After all, this issue was the focus of the debate of the first Jerusalem council in Acts 15. In verse one of this chapter we read, “And certain men came down from Judea and taught the brethren, “Unless you are circumcised according to the custom of Moses, you cannot be saved.” The fact is that circumcision was never a biblical requirement for salvation going back to Abraham (see Paul’s discussion of this in Romans 4 where he shows that Abraham was justified by faith, not by works, including circumcision). Yet over the course of time, and due to a misunderstanding of the Torah law requiring all males to be circumcised before taking Passover, it became the belief among some Christians that circumcision is a prerequisite for salvation. This and other unbiblical Jewish traditions that were hindering the spreading of the gospel and Gentiles from coming to faith in Yeshua is what Paul was vigorously combatting in his Galatians epistle and elsewhere. For Paul, it never was about Torah-obedience as the mainstream Christian church has made it out to be. To say that it is a bald-faced lie, and the mainstream church has been peddling this lie for nearly 2,000 years! It is time that people wake up and realize this.

In combatting the false notion that circumcision, for example, must be a prerequisite to salvation, Paul opposed this idea in a grand and logical step-by-step manner in his epistle to the Romans, and again in his epistle to the Galatians in a knock-out-the-opponent-quickly manner. 

So if we are to apply the term Judaizer to anyone, it must be applied to those advocating a works-based salvation formula, not to those who teach that salvation is by grace alone through faith in Yeshua with the spiritual fruits of conversion being love toward Elohim and one’s fellow man as defined by the Torah—something this author strongly advocates. 

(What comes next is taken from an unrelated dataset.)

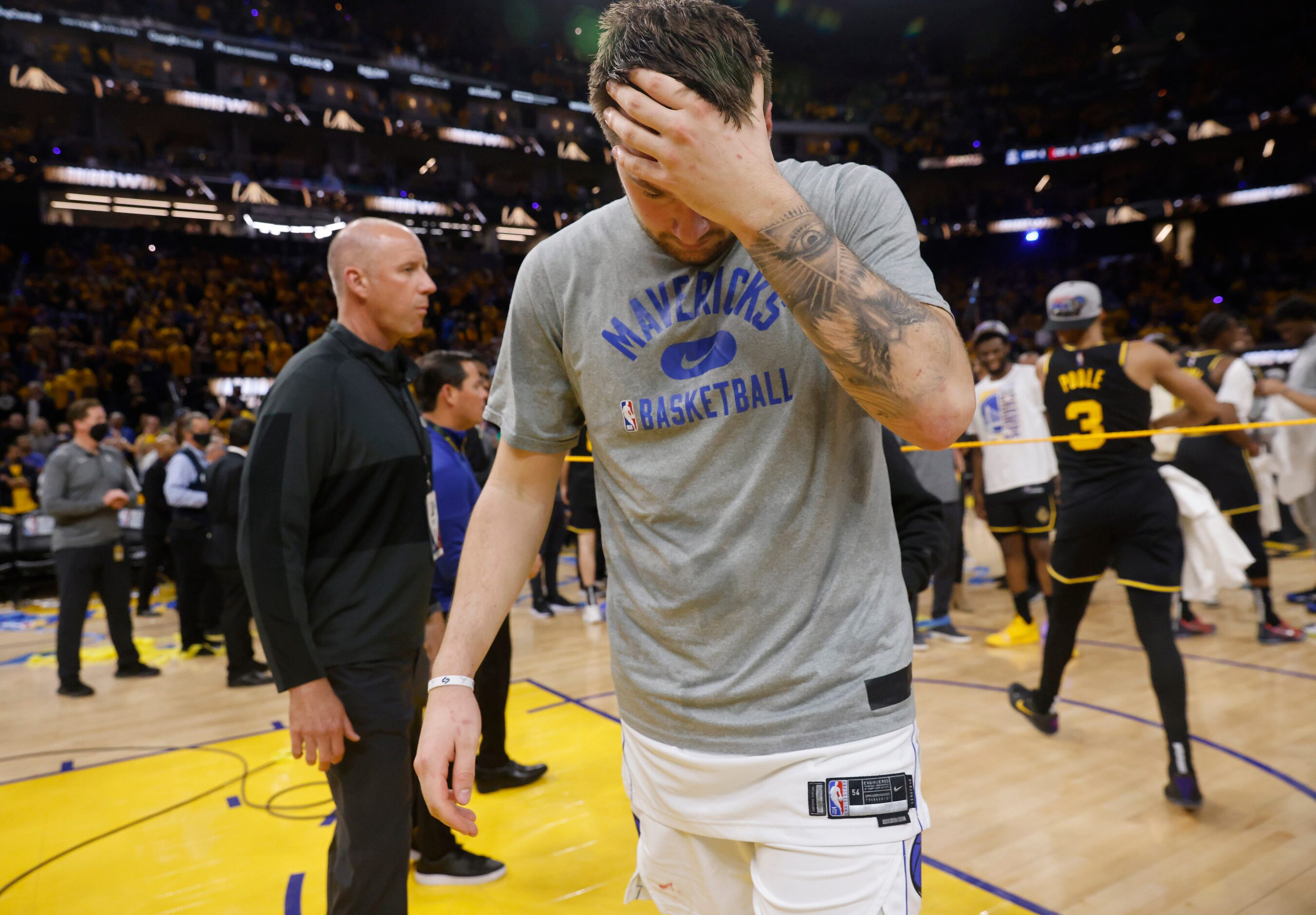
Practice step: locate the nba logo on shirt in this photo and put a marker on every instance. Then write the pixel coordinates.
(628, 416)
(839, 797)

Sadly, the fundamental truth of who a so-called Judaizers really were seems to have been missed by the majority of early church fathers and modern mainstream church theologians and leaders, who have continued to repeat their predecessors’ anti-Semitic and anti-Torah theological viewpoints. These traditions of men have been handed down to them by many second century Torah and Jew hating church fathers, incorporated into Roman Catholic theology and subsequently picked and peddled by the Protestants to this day. For one to now go against these institutionalized manmade and unbiblical traditions by which the word of Elohim has been made of none effect carries with it serious implications. These include excommunication from various Christian institutions, rejection by one’s peers, and most importantly, many ministers would lose their financial security. This means that many pastors, Bible teachers and countless others who make their living in Christians ministry sucking off the tit of Christianity Inc. would be forced to go out and get a real job like the rest of us! As Scripture declares, “the love of money is the root of all kinds of evil” (1 Tim 6:10).